Broadcom (AVGO) CEO Hock Tan is the kind of corporate leader that you end up rooting for, if anything because he's one aggressive fire-eating type of hard-charger. We all aspire to be the hard-charger in our circles. We all admire those who truly are. Let's explore.
Earnings & Guidance
After the closing bell had peeled it's last on Thursday, Broadcom reported fiscal third quarter financial results. The firm put to the tape adjusted EPS of $5.16 to the tape, beating expectations, while posting revenue generation of $5.52 billion, good enough for 9.1% year over year growth, just a smidge below consensus. Now, to put performance in perspective, in June, after the White House had restricted Huawei in regards to doing business with U.S. companies, Broadcom reduced guidance for full year revenue to $22.5 billion, down from $24.5 billion. The firm cited the uncertain global trade condition as well as slower demand for semiconductors at the time.
On that note, very importantly after last night's results, Tan said "Looking at the Semiconductor Solutions segment, we believe demand has bottomed out, but will continue to remain at these levels due to the current uncertain environment." What I heard, and perhaps it's just me, was... We found a level we can live at for now, until a trade deal is agreed to between the U.S. and China that unleashes potential for both Huawei and Apple (AAPL) . The firm then reiterated the reduced guidance for June. While it is necessary to be conservative, this item disappointed investors.
Some Nitty Gritty
As one might expect, that Semiconductor Solutions segment, really the bread and butter of the firm, turned in revenue of $4.35 billion (78.8% of the total), which was -5% y/y. Other segments such as Infrastructure Software (that includes storage switching), and Licensing (tiny) saw six figure improvement in percentage terms.
Operating Cash Flow hit the tape at $2.419 billion, producing Free Cash Flow of $2.307 billion, an 8% increase over the same quarter last year, though understandably lower sequentially. Gross margin printed at 55%, comparing to 56% for Q2, but 51.7% for Q3 2018, so mixed results there. GAAP operating profit for the quarter landed at 16%, yet in the guidance, the firm sees 14% for the full-year. Again, this may be conservative, but will give investors reason to pause.
Going to the balance sheet, cash and equivalents grew. Due to the aggressive nature of the beats, long-term debt grew considerably faster. This leaves the firm more heavily dependent upon Goodwill to balance the books. Honestly, I hate to see that, and it does slow me down as an investor.
You all know that Broadcom acquired CA, the old Computer Associates last year. You all know that earlier in the summer, Broadcom announced a $10.7 billion deal to acquire Symantec (SYMC) , the parent of the Norton and Lifelock brands. The firms have expressed an interest to close that deal this year. If you are in this name, then you also know that the firm has aggressively returned capital to shareholders.

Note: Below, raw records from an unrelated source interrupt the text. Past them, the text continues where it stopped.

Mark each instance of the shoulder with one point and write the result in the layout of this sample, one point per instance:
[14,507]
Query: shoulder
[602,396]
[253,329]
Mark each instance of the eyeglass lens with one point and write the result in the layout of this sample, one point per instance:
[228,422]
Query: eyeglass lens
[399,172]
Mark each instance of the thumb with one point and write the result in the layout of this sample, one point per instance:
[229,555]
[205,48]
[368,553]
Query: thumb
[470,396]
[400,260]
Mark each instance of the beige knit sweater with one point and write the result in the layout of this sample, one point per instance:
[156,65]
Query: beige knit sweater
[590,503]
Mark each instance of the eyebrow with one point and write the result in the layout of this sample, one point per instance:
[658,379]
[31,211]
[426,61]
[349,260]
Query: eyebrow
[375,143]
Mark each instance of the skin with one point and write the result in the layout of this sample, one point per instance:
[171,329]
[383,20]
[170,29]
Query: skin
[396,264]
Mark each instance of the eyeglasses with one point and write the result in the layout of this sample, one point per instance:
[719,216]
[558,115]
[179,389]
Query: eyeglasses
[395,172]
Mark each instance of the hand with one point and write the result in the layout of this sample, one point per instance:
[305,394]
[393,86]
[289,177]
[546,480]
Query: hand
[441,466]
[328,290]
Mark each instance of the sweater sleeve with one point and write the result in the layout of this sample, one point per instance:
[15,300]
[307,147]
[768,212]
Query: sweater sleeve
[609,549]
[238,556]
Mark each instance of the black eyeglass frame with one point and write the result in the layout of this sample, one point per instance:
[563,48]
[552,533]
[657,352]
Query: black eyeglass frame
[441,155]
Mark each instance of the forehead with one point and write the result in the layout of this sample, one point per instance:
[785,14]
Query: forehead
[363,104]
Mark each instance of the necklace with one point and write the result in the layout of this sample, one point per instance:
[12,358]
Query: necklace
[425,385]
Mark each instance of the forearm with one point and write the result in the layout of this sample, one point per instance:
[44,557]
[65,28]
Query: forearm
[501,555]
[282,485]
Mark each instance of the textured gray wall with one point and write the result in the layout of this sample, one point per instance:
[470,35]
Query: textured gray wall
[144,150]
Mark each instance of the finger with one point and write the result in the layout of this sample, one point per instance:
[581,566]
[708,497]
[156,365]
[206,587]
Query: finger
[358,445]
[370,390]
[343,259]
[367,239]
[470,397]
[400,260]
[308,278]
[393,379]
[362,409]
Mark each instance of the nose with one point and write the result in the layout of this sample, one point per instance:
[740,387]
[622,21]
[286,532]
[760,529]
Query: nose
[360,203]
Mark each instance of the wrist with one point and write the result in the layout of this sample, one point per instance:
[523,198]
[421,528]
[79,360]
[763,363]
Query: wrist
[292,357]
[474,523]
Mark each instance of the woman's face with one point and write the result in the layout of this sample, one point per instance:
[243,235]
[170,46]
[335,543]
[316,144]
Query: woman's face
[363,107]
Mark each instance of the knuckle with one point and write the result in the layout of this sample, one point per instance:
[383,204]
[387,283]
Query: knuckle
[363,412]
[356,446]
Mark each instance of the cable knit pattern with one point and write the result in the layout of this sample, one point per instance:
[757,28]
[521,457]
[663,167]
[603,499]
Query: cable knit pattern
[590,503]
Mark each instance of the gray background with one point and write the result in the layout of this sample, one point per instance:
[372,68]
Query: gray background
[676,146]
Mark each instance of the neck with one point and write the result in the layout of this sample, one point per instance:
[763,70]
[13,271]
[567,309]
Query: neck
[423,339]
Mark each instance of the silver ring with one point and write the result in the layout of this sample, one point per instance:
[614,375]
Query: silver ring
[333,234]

On that point, CFO Tom Kraus indicates that while the firm will still spend 50% of annualized Free Cash Flow on dividends, that the firm will "transition focus to deleveraging the balance sheet." In other words, maybe not focus so much on repurchasing shares. The firm bought 3.5 million shares during the quarter reported. This certainly weighs on investor sentiment Friday morning.
What might change that noble plan? Symantec has been approached by two private equity firms (Permia and Advent International) in regards to buying the company for more than $16 billion. This story could and will get more interesting.
The first few times I looked at AVGO, I saw a Flat Base, a very long Flat Base. Then I reduced the time frame to just a few months, and I realized that I was looking at an Ascending Triangle. Guess what? As I write this piece, that formation remains unbroken. Even if the 50 day SMA ($284) breaks, the share price can fall as low as the 200 day SMA ($275), without disrupting the upward potential presented by the Triangle. This is by no means a sure thing, or even a probable thing, but the point is that I don't think AVGO is broken. An investor could still get paid $7.70 for a November 15th $270 put. That's equity exposure at $262.30 if the shares get down to $270 by then, and it's $770 in the back pocket (for just one contract) if they don't. Food for thought.